The flight from the beautiful green mountains of western North Carolina to Atlanta is a short one -- under half an hour. Short flights fly low: I can see the farms and pastures, the forests, the ribbons of roads the whole way back east. A respectable layover in Atlanta -- there will be not be a breakneck race through that busy place to catch my connecting flight to New York this time. Even if there were, though, it wouldn't have bothered me -- I'm so used to traveling that nothing does. Your plane will probably be on time, unless it isn't. And if it isn't, you will get another plane in the near future. You will not have to live out your days in an airport. Eventually, you will make it home.

This was my last weekend away for a long time. A person can't lead a congregation and also run around the country as I've been doing for the last ten years. One makes choices, and I've chosen St. Luke's for now. It is a peaceful feeling, knowing where I will be for the foreseeable future. I've grown accustomed to checking my calendar in order to answer questions about that, but no more. I'll be at the cute little church at 17 Oak Avenue in Metuchen. If you're there, I'll see you on Sunday. If you're not, I guess I won't.

I am happy about this choice, but I will miss things about my itinerant life. All the communities I join for a brief but intense time together. I will miss the South, where my travels often take me: its beauties, its gentilities. I will miss seeing churches new to me. In an odd way, I will miss the anonymity of airports.

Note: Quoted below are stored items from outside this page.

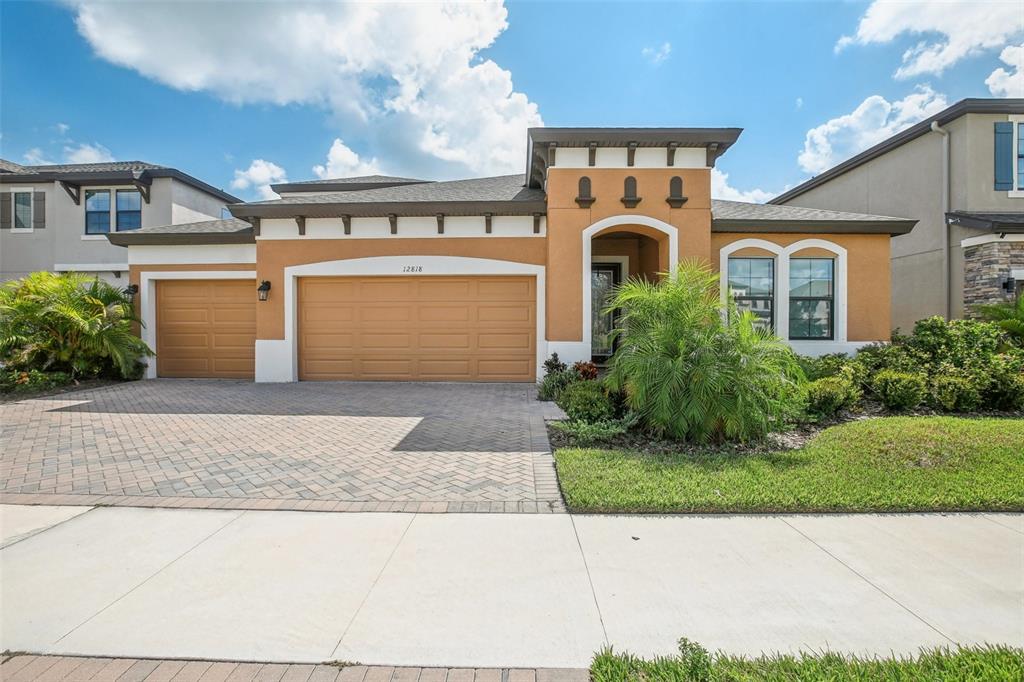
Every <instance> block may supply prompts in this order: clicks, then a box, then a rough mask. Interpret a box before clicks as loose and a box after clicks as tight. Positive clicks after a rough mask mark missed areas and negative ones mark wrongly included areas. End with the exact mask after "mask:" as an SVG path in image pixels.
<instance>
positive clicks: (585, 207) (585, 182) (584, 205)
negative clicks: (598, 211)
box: [577, 175, 594, 208]
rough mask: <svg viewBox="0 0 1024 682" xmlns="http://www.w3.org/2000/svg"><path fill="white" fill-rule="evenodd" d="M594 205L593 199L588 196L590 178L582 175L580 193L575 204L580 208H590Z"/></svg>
mask: <svg viewBox="0 0 1024 682" xmlns="http://www.w3.org/2000/svg"><path fill="white" fill-rule="evenodd" d="M593 203H594V197H593V196H592V195H591V194H590V178H589V177H587V176H586V175H584V176H583V177H581V178H580V193H579V196H578V197H577V204H579V205H580V208H590V206H591V205H592V204H593Z"/></svg>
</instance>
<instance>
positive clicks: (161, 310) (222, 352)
mask: <svg viewBox="0 0 1024 682" xmlns="http://www.w3.org/2000/svg"><path fill="white" fill-rule="evenodd" d="M255 347H256V282H255V281H254V280H164V281H161V282H158V283H157V374H159V375H160V376H161V377H212V378H218V379H252V378H253V372H254V368H255V356H256V353H255Z"/></svg>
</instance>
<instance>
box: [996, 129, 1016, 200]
mask: <svg viewBox="0 0 1024 682" xmlns="http://www.w3.org/2000/svg"><path fill="white" fill-rule="evenodd" d="M1013 188H1014V124H1013V123H1011V122H1010V121H998V122H996V124H995V190H996V191H1007V190H1010V189H1013Z"/></svg>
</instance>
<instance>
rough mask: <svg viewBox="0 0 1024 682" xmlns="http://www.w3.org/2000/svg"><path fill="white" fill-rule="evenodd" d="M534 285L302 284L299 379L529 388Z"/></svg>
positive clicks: (472, 284)
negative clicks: (509, 381)
mask: <svg viewBox="0 0 1024 682" xmlns="http://www.w3.org/2000/svg"><path fill="white" fill-rule="evenodd" d="M536 300H537V292H536V282H535V279H534V278H506V276H463V278H455V276H451V278H450V276H404V278H386V276H370V278H305V279H302V280H300V284H299V378H300V379H306V380H327V379H335V380H376V381H534V376H535V374H536V367H535V365H536V353H537V308H536Z"/></svg>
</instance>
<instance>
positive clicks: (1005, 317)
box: [976, 296, 1024, 346]
mask: <svg viewBox="0 0 1024 682" xmlns="http://www.w3.org/2000/svg"><path fill="white" fill-rule="evenodd" d="M976 310H977V312H978V314H980V315H981V316H982V318H984V319H987V321H989V322H993V323H995V324H996V325H998V327H999V329H1001V330H1002V331H1004V332H1006V333H1007V334H1008V335H1009V336H1010V338H1011V339H1013V341H1014V343H1016V344H1017V345H1019V346H1024V296H1019V297H1018V298H1017V301H1016V302H1015V303H993V304H991V305H979V306H978V307H977V308H976Z"/></svg>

How do you know what is the right road to take? Do you stay or do you go? Say yes or say no? Do you choose this one or that one? Theologian Paul Tillich thought that the central dread of being human is that we cannot know, yet must choose - of course, he was talking about our approach to the existence of God, not the everyday decisions in people's lives. The fact is, though, that every choice we make, from whether or not to be a person of faith to whom to marry to what profession to enter to whether or not to order the prime rib, is a choice made in at least partial darkness. I don't know that this chronic uncertainty is our "central dread" -- competition for that honor is fierce -- but it's certainly a damned inconvenience. Know ourselves as well as we can, research our choices as much as we can, and most everything is still a pig in a poke.

Blessings on the choices you make, and blessings on mine. All of them change history, a little or a lot: just how, you can never know fully in advance. And yet even the ones soon revealed to have been poor ones do not doom us -- we continue to have lines in our own play until the curtain falls. It can require great courage to speak them.